Episode 42: The Infrared Visionary

  In this episode of the Voices from DARPA podcast, Whitney Mason, a program manager since 2017 in the agency’s Microsystems Technology Office, explains how she became smitten with the science and technology of imaging. Even as a child, Mason was curious about the world, wondering about everything, she says, from why the sky is blue to what makes concrete hard. But what ended up inspiring her most and cementing in her professional trajectory was the fantastic ways that animals see, including the ability to see in the night using infrared light. “A soldier needs to see at night,” Mason says. “Or see through dust. Or find homemade explosives. Or find things really far away. Or track things.” That list of warfighters’ sensory needs explains a lot about the bold portfolio of projects Mason oversees at DARPA. She is out to provide warfighters with some of the smartest, most discerning, most versatile imaging sensors ever devised.

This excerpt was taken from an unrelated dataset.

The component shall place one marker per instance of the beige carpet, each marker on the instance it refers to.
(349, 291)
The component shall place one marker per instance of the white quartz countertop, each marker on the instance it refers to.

As she explains in the podcast, this will require designing into the sensors brain-like functions of identifying what really requires attention in a complex scene of mostly benign features, preprocessing huge amounts of data the ways eyes do before sending information brainward via the optic nerves, and purging raw sensor data of extraneous portions that can be confusing to both people and computers. One of her programs, which aims to shrink otherwise unwieldly infrared imaging systems into much smaller and lighter packages, challenges materials researchers with a task equivalent to reforming a brittle ceramic dinner plate into the shape of cup. That’s just a taste of the tough problems her projects' research teams are working on. Challenging as her job might be, Mason seems to be just where she wants to be. “I have had very fun jobs,” Mason says, “but this is the funnest.”